Trauma is often seen in anthropological examinations, both in forensic and archaeological contexts, but while the effects of trauma on soft tissue decomposition have been well researched, but the effects of trauma on bone alterations over time have not been established.
While it might not be immediately obvious, skeletal tissue can undergo a series of physical and chemical processes, termed bone diagenesis, after death. These processes are sensitive to many intrinsic and extrinsic factors, therefore damage to the bone surface (such as blunt or sharp force trauma) could result in increased diagenesis at and near the damaged site. The main drivers of bone diagenesis are microbial attack, the origins of which can be endogenous and exogenous. This research hypothesises that bone damage caused by trauma could allow these microbes easier access to the internal microstructure of the bone, thereby increasing the extent of bone diagenesis around the trauma site.

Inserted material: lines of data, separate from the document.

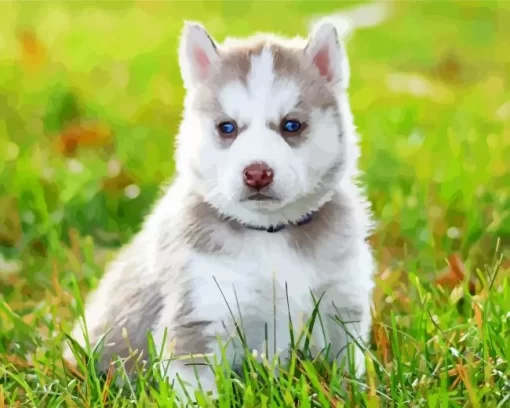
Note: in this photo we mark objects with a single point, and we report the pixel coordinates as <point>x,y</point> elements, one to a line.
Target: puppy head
<point>262,133</point>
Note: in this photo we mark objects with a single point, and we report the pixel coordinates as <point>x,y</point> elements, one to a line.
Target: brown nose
<point>258,175</point>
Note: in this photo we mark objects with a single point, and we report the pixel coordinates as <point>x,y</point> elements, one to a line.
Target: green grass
<point>436,164</point>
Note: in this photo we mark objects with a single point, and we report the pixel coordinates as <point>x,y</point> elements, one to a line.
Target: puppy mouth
<point>259,197</point>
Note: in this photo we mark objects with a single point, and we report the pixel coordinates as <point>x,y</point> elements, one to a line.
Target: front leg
<point>348,327</point>
<point>193,351</point>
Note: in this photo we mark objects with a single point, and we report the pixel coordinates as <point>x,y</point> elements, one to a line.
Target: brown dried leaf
<point>89,135</point>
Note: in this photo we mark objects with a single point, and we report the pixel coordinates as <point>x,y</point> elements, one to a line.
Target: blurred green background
<point>91,97</point>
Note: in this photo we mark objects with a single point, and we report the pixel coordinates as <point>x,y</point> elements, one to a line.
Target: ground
<point>90,99</point>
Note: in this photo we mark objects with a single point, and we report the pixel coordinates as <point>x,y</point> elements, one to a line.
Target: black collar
<point>275,228</point>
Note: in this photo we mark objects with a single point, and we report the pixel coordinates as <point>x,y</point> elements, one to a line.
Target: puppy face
<point>262,131</point>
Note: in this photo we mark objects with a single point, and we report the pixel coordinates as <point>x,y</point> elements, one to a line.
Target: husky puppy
<point>264,212</point>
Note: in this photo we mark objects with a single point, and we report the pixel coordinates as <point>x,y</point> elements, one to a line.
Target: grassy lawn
<point>90,99</point>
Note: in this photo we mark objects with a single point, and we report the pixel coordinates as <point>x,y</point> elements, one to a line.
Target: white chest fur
<point>261,288</point>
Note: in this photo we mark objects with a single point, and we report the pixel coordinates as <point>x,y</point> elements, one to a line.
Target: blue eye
<point>291,126</point>
<point>227,128</point>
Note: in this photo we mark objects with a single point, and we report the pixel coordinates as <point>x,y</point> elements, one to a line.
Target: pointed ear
<point>197,54</point>
<point>326,53</point>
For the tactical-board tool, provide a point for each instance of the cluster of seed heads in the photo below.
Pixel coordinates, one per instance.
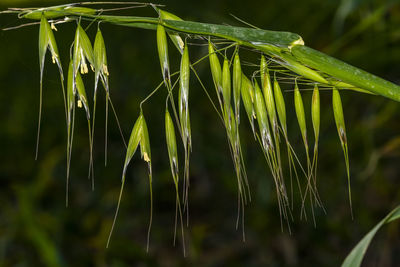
(265, 105)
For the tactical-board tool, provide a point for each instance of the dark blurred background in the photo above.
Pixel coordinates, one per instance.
(37, 230)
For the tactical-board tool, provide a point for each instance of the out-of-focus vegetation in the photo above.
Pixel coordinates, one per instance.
(36, 228)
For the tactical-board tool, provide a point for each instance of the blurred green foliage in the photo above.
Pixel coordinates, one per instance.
(37, 230)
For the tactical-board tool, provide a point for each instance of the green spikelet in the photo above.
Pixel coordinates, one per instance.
(340, 125)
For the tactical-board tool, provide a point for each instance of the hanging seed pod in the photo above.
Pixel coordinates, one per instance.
(263, 70)
(215, 67)
(47, 41)
(134, 140)
(262, 117)
(173, 160)
(184, 118)
(226, 86)
(184, 97)
(171, 145)
(315, 112)
(162, 46)
(101, 72)
(82, 50)
(100, 60)
(81, 93)
(268, 95)
(70, 93)
(237, 85)
(248, 99)
(280, 106)
(146, 156)
(301, 118)
(145, 143)
(340, 125)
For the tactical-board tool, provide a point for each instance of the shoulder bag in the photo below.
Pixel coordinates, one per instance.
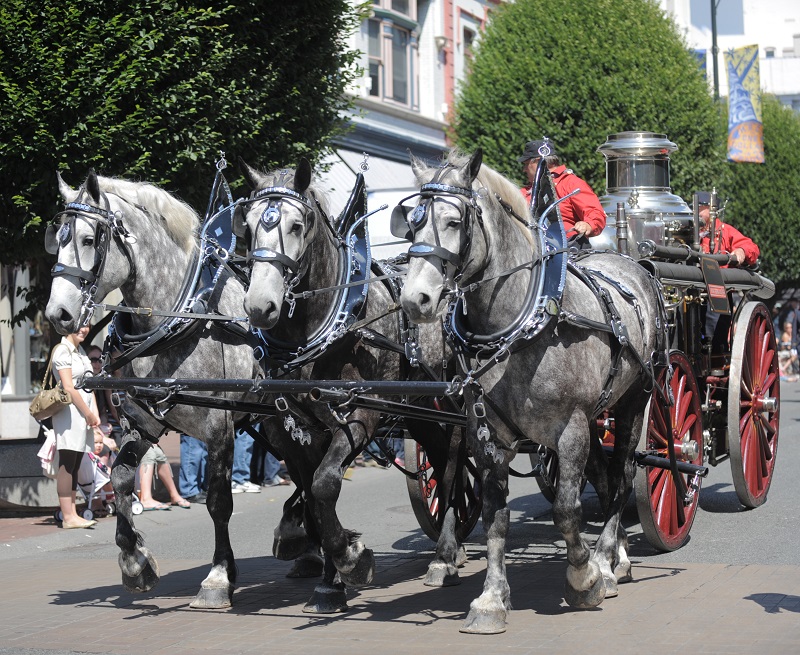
(51, 399)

As bone diagenesis has been heavily researched in attempts to develop more accurate post-mortem interval estimations, it is important to understand the extent at which trauma could affect diagenesis. This project uses porcine bones to compare the extent of bone diagenesis occurring over time periods of up to 12 months in bones that have been subjected to sharp-force, or blunt-force trauma and bones that have no surface damage using histological and trace elemental analysis. This research could have implications in both fields of forensic science and archaeology.